Note: Next to me stands my endlessly entertaining friend and no less than perfect travel companion – Mariana, who was largely responsible for our spontaneous visit to Bilbao and heroically endured my constant lingering to take pictures of my feet not just throughout this trip, but during all of our many travels together – in Sarajevo, Serbia, Bratislava, Budapest, Balchik and most recently, Barcelona.

Übercool underground | Bilbao, Basque Country, Spain

The subway system in Bilbao turned out to provide not just a super efficient and convenient way to get around the city, but it was also filled with visual feasts that suckers for good design and strange languages like me simply couldn’t pass up.

To my delight, warning signs in the wildly incomprehensible Basque, or Euskara, language abounded, whose meanings I could only guess imaginatively. Case in point: I assumed that the phrase above warned metro passengers to “mind the gap” or something to that extent, as they waited to board the train from the platform. But I can only guess. Even google translate fails miserably, providing the following unintelligible translation: ‘off the train into the’.

The metro signage, including the Rotis font typeface, the colors and the logo in the photos above and below, was designed by German graphic designer Otl Aicher – the man behind the visual identity of the 1972 Olympics in Munich, who is also credited with paving the way for the ubiquitous stick figures currently used in public signs, which he initially employed as symbols for the various Olympic sports.

Although impossible to capture within the format of this blog, several other features of the subway system’s design also impressed me and are worth mentioning. Most obvious, perhaps, were the glass tunnels that cover the escalators or stairs leading in and out of the stations, which were designed by Norman Foster as part of the entire underground system’s structure, and which are endearingly referred to as ‘fosteritos‘ by Bilbao’s residents.

The concrete vaults that house the stations themselves, also designed by Foster, were quite impressive as well. About them, the architect was quoted as saying:

“A tunnel dug by man through earth and rock is a very special place. Its shape is a reaction to the forces of nature and the texture of its construction bears the seal of man. This must be respected, not covered up to make the place look like any other building. One must be able to feel being underground, and make it a good, special experience.”

And it is one indeed. Even without awareness of the impressive design that is behind Bilbao’s underground systems (various features – from the Sariko station to the seating systems, have received design awards), using the Bilbao metro was nothing short of a special experience in pleasure and efficiency – something that very few subway systems in the world could compete with. To their defense, however, it’s worth remembering that the Bilbao Metro is relatively new (its first line opened in 1995) and small in scale – currently consisting of only two lines and 45 stations.

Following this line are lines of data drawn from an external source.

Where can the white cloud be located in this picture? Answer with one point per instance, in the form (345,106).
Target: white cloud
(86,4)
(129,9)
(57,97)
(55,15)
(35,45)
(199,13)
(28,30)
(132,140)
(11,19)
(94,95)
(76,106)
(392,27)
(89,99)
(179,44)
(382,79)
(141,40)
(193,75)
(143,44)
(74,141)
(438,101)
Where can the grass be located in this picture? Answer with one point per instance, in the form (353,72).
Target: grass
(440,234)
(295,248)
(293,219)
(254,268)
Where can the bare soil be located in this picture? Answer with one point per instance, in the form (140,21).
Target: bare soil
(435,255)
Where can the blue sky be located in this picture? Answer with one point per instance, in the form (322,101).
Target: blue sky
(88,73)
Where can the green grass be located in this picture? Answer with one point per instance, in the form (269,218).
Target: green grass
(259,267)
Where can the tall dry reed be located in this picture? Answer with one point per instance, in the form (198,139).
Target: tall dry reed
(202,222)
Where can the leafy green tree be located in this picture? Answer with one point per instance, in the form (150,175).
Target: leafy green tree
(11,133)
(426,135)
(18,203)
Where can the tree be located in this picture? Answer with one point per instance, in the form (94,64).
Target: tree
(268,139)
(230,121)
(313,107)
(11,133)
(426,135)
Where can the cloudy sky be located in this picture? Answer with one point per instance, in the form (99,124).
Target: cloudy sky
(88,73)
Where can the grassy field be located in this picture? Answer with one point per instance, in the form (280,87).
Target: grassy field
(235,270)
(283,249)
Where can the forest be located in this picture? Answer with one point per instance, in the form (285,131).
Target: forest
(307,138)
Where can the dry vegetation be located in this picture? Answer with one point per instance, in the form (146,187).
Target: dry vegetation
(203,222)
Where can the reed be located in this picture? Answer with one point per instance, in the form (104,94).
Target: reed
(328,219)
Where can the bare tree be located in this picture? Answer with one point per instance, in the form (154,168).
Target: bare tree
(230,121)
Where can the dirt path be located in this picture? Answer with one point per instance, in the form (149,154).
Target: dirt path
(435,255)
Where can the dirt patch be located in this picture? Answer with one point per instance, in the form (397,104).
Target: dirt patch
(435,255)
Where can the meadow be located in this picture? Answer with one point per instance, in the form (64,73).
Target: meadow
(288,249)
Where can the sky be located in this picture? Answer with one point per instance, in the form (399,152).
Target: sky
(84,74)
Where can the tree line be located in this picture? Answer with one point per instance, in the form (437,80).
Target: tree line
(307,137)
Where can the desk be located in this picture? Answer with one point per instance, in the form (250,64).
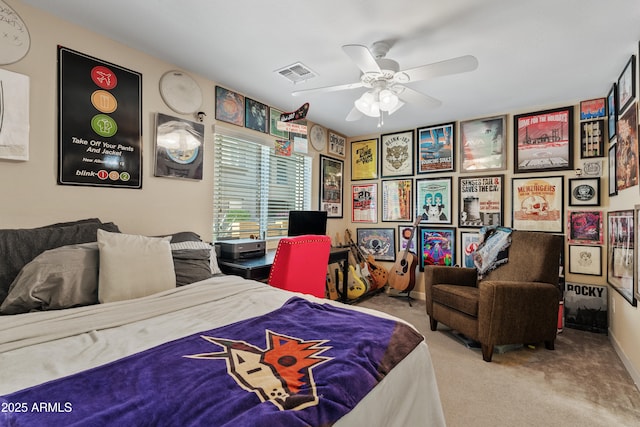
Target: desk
(259,268)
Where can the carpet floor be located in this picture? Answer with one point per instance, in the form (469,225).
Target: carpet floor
(581,383)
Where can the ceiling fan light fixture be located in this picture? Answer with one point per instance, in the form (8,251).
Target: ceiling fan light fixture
(368,105)
(388,100)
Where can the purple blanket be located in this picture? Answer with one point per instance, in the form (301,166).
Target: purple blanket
(304,364)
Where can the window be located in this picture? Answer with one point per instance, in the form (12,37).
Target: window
(254,190)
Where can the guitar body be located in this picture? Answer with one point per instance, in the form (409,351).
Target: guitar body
(356,287)
(378,274)
(332,290)
(402,275)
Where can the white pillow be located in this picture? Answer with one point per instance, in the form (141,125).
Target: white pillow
(133,266)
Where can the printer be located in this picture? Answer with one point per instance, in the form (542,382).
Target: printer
(241,248)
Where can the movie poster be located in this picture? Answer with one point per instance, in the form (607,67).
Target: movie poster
(585,307)
(100,122)
(538,204)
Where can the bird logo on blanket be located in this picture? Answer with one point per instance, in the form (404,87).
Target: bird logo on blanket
(281,374)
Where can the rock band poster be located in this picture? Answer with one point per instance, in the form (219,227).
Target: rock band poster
(100,122)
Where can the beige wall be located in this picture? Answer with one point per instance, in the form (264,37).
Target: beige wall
(29,195)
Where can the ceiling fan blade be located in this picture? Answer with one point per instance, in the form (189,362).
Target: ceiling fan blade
(363,58)
(327,89)
(414,97)
(461,64)
(354,115)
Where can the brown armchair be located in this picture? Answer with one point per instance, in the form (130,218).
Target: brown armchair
(517,303)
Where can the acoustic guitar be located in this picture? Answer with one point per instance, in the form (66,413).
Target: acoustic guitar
(402,276)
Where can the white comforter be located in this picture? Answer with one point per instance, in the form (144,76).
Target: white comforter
(37,347)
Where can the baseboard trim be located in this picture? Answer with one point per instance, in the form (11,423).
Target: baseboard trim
(635,375)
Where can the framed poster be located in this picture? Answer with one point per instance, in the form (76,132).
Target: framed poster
(437,246)
(396,154)
(537,203)
(179,147)
(483,144)
(592,138)
(379,242)
(469,241)
(229,106)
(433,200)
(543,140)
(365,202)
(584,192)
(612,110)
(480,200)
(255,116)
(620,253)
(627,149)
(592,109)
(613,182)
(99,122)
(364,159)
(585,260)
(436,148)
(397,200)
(585,227)
(627,85)
(337,144)
(274,118)
(331,186)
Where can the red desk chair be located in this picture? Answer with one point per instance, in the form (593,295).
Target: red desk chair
(300,264)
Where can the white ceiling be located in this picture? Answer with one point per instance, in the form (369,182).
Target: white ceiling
(532,54)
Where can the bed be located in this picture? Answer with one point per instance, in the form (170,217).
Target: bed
(214,350)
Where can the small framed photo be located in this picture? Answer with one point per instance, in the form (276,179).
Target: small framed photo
(592,109)
(585,260)
(469,241)
(592,138)
(584,191)
(481,200)
(396,154)
(397,200)
(436,148)
(337,145)
(274,118)
(613,182)
(433,200)
(379,242)
(229,106)
(331,186)
(483,144)
(612,110)
(365,203)
(364,159)
(543,140)
(255,116)
(627,85)
(538,203)
(437,246)
(621,255)
(585,227)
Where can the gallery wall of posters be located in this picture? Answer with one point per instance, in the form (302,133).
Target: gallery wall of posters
(100,122)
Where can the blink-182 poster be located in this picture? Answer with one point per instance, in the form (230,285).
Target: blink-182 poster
(100,122)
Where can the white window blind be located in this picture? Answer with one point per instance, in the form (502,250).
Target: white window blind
(254,189)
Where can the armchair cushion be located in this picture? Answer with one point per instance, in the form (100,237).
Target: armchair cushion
(461,298)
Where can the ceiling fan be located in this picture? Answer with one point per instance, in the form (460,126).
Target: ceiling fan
(387,83)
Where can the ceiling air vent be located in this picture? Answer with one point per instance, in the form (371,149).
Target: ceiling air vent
(296,73)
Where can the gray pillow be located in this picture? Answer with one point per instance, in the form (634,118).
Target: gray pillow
(20,246)
(58,278)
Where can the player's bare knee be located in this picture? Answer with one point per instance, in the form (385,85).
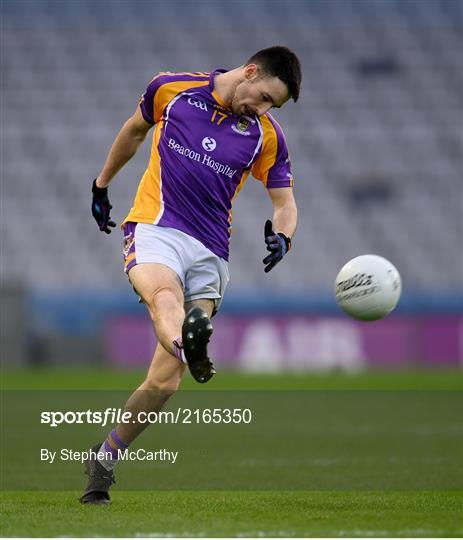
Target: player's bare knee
(163,299)
(165,387)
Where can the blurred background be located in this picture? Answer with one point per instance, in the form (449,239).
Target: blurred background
(376,148)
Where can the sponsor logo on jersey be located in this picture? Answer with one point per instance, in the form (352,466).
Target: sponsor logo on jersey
(209,144)
(204,159)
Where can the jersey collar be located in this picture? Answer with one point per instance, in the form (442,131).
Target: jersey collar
(211,85)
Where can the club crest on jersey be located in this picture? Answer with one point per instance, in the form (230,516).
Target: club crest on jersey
(241,126)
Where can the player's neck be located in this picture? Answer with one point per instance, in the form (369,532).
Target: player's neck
(226,83)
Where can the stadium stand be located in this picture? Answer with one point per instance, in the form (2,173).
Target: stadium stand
(376,139)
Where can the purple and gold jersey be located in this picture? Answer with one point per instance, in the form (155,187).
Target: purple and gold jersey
(200,158)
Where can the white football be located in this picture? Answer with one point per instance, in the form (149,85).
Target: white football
(368,287)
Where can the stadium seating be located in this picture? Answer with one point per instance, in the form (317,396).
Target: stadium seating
(375,140)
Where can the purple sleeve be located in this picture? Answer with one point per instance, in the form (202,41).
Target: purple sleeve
(147,100)
(279,174)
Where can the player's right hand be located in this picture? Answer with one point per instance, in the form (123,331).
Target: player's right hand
(101,208)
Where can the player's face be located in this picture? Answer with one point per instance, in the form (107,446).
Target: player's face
(258,93)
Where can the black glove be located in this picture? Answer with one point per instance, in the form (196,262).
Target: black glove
(101,208)
(278,245)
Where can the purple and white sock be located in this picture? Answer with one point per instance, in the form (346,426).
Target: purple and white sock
(111,447)
(178,349)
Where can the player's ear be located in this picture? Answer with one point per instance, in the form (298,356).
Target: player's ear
(251,72)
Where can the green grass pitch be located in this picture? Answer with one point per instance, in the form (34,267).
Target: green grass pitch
(263,513)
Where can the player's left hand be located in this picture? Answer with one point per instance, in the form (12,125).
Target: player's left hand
(277,243)
(101,208)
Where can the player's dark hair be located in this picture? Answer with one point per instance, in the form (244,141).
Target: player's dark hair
(280,62)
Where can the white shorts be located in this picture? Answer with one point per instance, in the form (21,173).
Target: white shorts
(202,273)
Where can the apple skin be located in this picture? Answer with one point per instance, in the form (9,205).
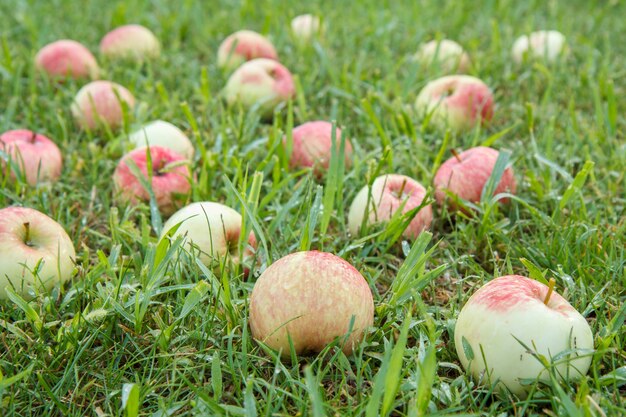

Northbound | Barcelona, Spain

In just four days, I passed through Barcelona’s Estacio Nord bus station no less than three times. The usually boring lingering and waiting around that automatically comes with being at such places of transit, where you are either waiting to get somewhere or are just passing through upon arrival was unexpectedly pleasant, as the station’s grounds are filled with ornamentation – from the mosaic with the giant sun, surrounded by tiny moon phases, in the central lobby, the sole brass letter N (no S, E or W) – both indicating the direction of North and the name of the station, to the hilariously (and perplexedly) labelled trash can in the loo (featured in this week’s Wordless Wednesday post).

For me, the Nord station also had the additional charm of being located within easy walking distance (or a cheap cab ride, as the case may be) from the flat of my dear, endlessly hospitable and gracious friends Slavka and Mina, which has lately become my home away from my home away from home.